Como Elisa no acierta nunca a sobrepasar su condición de ser secundario, incapaz de tener acceso directo a ninguno de los ídolos que la sociedad exalta y venera (accesos que se desea únicamente para profanarlos) hace de su marido el intermediario. Al través del trato que le dispensa logra escandalizar, irritar, exhibir su poder ante los otros. La víctima en que lo convierte es una prueba irrefutable de que Elisa no ha aceptado la sumisión sino ha dictado las condiciones de la convivencia. Condiciones de vencedor inexorable que, de cuando en cuando, se da —además— el lujo del cinismo.
Así, cuando Elisa escucha los comentarios sobre una mujer semejante a ella por la aspereza y por la conducta, no puede menos que expresar su admiración: yo la conocía, dice como para sí misma. Pero no la creí nunca tan… tan inteligente.
Mas a pesar de estos alardes de fuerza Elisa no pierde sus hábitos ancestrales de feminidad. Suele quejarse de estar sujeta a servidumbres humillantes y reserva, para las grandes ocasiones, unas manos deliberadamente rojas por la lejía; se lamenta de la escasez de su guardarropa; reprocha a su marido las faltas de atención con que la abruma. Finge invalideces y dolencias, se sirve, en fin, de cuanto recurso tiene a su alcance para socavar el prestigio que Johandeau, su rival, haya conseguido en las opiniones ajenas.
¿Qué hace mientras tanto, el objeto de esta campaña implacable y sistemática? Como cristiano se resigna, presenta la otra mejilla, sueña en la muerte como el único desenlace posible entre los dos.
Pero como escritor se coloca en un punto distante desde el cual observa con una mirada a la que no enturbia ninguna pasión y luego transcribe sus observaciones con trazos firmes y delicados de quien es dueño de su oficio. Es así como va delineando una figura compleja, atormentada, apasionante, sorprendentemente viva, que no cesa de solicitar nuestro repudio pero también nuestra compasión. Determinado por ella aparece él bordeando siempre el ridículo y ensayando saltos mortales hacia lo sublime. Lo desarma la comprensión, lo maniata el sentido del deber, lo debilita la costumbre de perdonar.

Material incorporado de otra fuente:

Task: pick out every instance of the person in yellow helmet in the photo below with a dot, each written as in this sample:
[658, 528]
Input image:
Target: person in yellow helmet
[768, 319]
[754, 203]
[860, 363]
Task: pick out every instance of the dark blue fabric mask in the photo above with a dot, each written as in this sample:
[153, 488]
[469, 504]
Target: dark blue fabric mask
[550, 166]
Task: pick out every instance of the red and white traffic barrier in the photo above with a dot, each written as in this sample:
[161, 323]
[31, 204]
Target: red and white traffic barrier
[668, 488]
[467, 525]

Describe también una situación cuya frecuencia permite que sea considerada como típica, aunque en nuestro medio abunde más la variante en la que el papel sádico lo desempeña el varón. ¿Pero quién puede ya distinguir los hilos de este inextricable nudo de sufrimiento? Lo único que importa, afirma la tradición, es que el nudo sea sólido… mientras no se invente una nueva forma de unir los sexos.
Excélsior, 7 de agosto de 1965, pp. 6A, 8A.